Keith T. Butler

MRS 2020 #1: Active learning and automated materials science

November 29, 2020 | 3 Minute Read

tags: [ dft  mrs  machine_learning  ]

Automation of materials discovery and robotic labs has had a big year, for a nice overview there is an article in Nature covering many recent breakthroughs. This popularity is reflected in a lot of exciting talks at MRS on the topic of automated labs, I’ll very quickly cover background on one of the most important enabling methods for automated labs, that is active learning, and then give a pick of three talks that really caught my attention.1

Active learning (AL) is a sub-field of machine learning (ML) where the ML algorithm actively requests the next set of data for its training. Supervised ML works by learning a relationship between some input and a set of labels associated with the input. The labelled inputs are the training data. Often the labelling of these inputs (e.g. diffraction patterns, molecular structures, micrographs) is the most demanding part of the process of training the algorithm. So we would really like to choose to label those inputs that will improve the performance of the algorithm the most. To decide this it is useful to know how much a new, un-labelled input is “like” the other inputs that are already labelled. When we know this we can define an “acquisition function” that decides which un-labelled data to label for the next round. In practice there is an explore-exploit balance in this acquisition, do we want to label more points close to an existing good point and make a specific but accurate model for that area, or do we want to label inputs that are very different to the existing inputs, thereby building a more general model which is perhaps less accurate in a specific region. But once we have defined the acquisition function we can essentially perform a “closed loop” experiment. The ML model trains on existing data, then looks at the un-labelled inputs and decides which ones to label, these are automatically labelled (e.g. a robot does an experiment, or a computer runs a DFT simulation) and the model is then retrained. The loop continues until some specific target is achieved, where the results of the experiment have now been optimised controlled by the ML model.

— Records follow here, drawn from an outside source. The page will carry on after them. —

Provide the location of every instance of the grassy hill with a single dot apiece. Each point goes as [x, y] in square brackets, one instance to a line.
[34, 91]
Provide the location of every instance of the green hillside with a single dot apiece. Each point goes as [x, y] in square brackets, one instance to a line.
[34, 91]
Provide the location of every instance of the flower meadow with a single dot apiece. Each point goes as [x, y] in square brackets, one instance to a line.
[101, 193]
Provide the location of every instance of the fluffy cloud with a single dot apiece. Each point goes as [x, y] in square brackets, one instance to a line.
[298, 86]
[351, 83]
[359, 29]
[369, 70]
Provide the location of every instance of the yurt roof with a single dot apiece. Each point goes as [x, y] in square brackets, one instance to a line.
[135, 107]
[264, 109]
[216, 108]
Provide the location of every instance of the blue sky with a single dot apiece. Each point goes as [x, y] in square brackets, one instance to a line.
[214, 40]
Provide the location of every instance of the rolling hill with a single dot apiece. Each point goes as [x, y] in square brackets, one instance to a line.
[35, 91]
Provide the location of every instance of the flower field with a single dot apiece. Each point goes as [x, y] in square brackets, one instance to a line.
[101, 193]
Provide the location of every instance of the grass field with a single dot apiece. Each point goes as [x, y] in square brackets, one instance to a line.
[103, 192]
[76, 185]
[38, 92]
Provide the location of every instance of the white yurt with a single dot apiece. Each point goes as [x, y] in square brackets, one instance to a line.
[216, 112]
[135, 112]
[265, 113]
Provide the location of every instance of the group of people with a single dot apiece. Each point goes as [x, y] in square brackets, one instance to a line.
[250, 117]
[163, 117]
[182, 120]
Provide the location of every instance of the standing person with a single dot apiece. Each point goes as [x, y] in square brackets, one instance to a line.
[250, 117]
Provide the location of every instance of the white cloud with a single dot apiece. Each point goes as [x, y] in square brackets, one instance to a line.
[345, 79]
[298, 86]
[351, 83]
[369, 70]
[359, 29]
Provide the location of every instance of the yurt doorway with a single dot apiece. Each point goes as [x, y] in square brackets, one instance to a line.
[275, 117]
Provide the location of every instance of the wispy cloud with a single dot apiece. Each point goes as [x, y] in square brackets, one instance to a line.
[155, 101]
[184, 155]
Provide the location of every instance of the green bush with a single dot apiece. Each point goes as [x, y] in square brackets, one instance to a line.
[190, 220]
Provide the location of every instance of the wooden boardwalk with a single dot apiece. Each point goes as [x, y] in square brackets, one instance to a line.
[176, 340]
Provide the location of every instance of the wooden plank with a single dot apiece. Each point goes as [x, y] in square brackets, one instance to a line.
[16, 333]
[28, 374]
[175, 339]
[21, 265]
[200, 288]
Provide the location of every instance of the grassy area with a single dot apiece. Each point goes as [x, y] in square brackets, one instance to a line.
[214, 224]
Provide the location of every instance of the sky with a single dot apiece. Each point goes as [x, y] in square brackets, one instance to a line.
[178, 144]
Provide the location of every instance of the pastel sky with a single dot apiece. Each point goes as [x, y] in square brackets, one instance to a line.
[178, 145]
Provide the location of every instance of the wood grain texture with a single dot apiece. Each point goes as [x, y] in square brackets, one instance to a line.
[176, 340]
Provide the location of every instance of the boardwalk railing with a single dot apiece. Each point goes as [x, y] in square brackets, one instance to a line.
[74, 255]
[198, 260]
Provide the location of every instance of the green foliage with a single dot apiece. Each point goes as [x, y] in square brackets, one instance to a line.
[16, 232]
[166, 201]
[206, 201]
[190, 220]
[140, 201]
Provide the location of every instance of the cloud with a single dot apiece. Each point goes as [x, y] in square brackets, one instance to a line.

Fig1. - A schematic of an active learning process where a model is updated based on new DFT calculations.

The three talks I picked from many on this topic cover a diverse range of applications, additive layer manufacturing, crystal synthesis and electron microscopy.

Keith Brown from Boston University talked about the work they did to use AL to optimise the toughness (a non-linear materials property) using AL with additive manufacturing. He also had a nice discussion about the scenarios in which AL is really useful for materials science.

Joshua Schrier presented his groups work on AL for discovering optimal synthesis conditions for hybrid halide perovskites. There was also the interesting application of meta learning to make sure that the models generalise better.

Sergei Kalinin gave a whirlwind overview of some of they work they are doing at Oak Ridge to build automated electron microscopes - I need a good acquisition function to choose from the arXiv codes associated with the numerous interesting studies they have done. It was particularly nice to see a materials scientist responding to Judea Pearl’s causal inference and do calculus. They use the tools of the do calculus to tease out the causation and correlation between local and global order in phase transitions observed in an electron microscope.

  1. I obviously missed a bunch of really interesting talks, this is by no means exhaustive.